Researchers in Prof Anne Osbourn's lab at the John Innes Centre, including Prof Osbourn and OpenPlant PDRA Dr Michael Stephenson, have published a new paper detailing their advances in rapidly creating and purifying gram-scale quantities of natural products that were previously not possible to synthesise. This has the potential to reinvigorate drug discovery pipelines by opening up whole regions of chemical diversity for testing and production of potentially medicinally important molecules.

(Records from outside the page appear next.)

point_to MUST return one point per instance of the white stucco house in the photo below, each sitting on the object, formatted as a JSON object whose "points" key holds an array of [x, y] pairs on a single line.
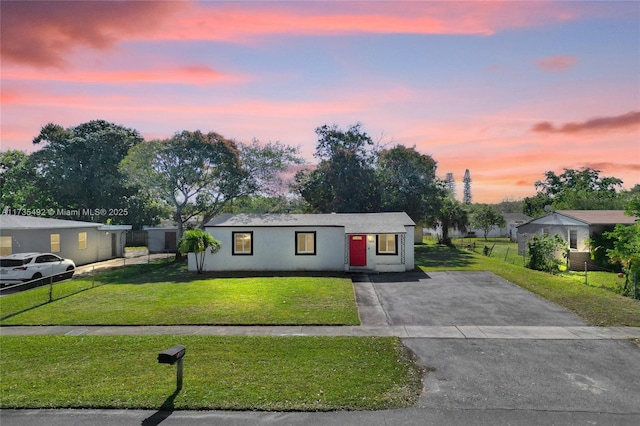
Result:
{"points": [[82, 242], [576, 227], [381, 242]]}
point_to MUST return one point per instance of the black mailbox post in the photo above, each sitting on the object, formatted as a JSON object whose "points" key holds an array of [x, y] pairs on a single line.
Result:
{"points": [[171, 356]]}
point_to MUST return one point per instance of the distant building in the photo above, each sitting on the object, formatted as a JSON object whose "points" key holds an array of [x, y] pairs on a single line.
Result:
{"points": [[82, 242], [575, 227]]}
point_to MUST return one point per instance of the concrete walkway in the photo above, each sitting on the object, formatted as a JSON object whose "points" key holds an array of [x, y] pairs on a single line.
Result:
{"points": [[493, 354], [405, 332]]}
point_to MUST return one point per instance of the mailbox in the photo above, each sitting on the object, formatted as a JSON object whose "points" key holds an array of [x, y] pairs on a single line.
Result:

Reed, J., Stephenson, M.J., Miettinen, K., Brouwer, B., Leveau, A., Brett, P., Goss, R.J., Goossens, A., O’Connell, M.A. and Osbourn, A., 2017. A translational synthetic biology platform for rapid access to gram-scale quantities of novel drug-like molecules. Metabolic Engineering. DOI: 10.1016/j.ymben.2017.06.012
Abstract
Plants are an excellent source of drug leads. However availability is limited by access to source species, low abundance and recalcitrance to chemical synthesis. Although plant genomics is yielding a wealth of genes for natural product biosynthesis, the translation of this genetic information into small molecules for evaluation as drug leads represents a major bottleneck. For example, the yeast platform for artemisinic acid production is estimated to have taken >150 person years to develop. Here we demonstrate the power of plant transient transfection technology for rapid, scalable biosynthesis and isolation of triterpenes, one of the largest and most structurally diverse families of plant natural products. Using pathway engineering and improved agro-infiltration methodology we are able to generate gram-scale quantities of purified triterpene in just a few weeks. In contrast to heterologous expression in microbes, this system does not depend on re-engineering of the host. We next exploit agro-infection for quick and easy combinatorial biosynthesis without the need for generation of multi-gene constructs, so affording an easy entrée to suites of molecules, some new-to-nature, that are recalcitrant to chemical synthesis. We use this platform to purify a suite of bespoke triterpene analogs and demonstrate differences in anti-proliferative and anti-inflammatory activity in bioassays, providing proof of concept of this system for accessing and evaluating medicinally important bioactives. Together with new genome mining algorithms for plant pathway discovery and advances in plant synthetic biology, this advance provides new routes to synthesize and access previously inaccessible natural products and analogs and has the potential to reinvigorate drug discovery pipelines.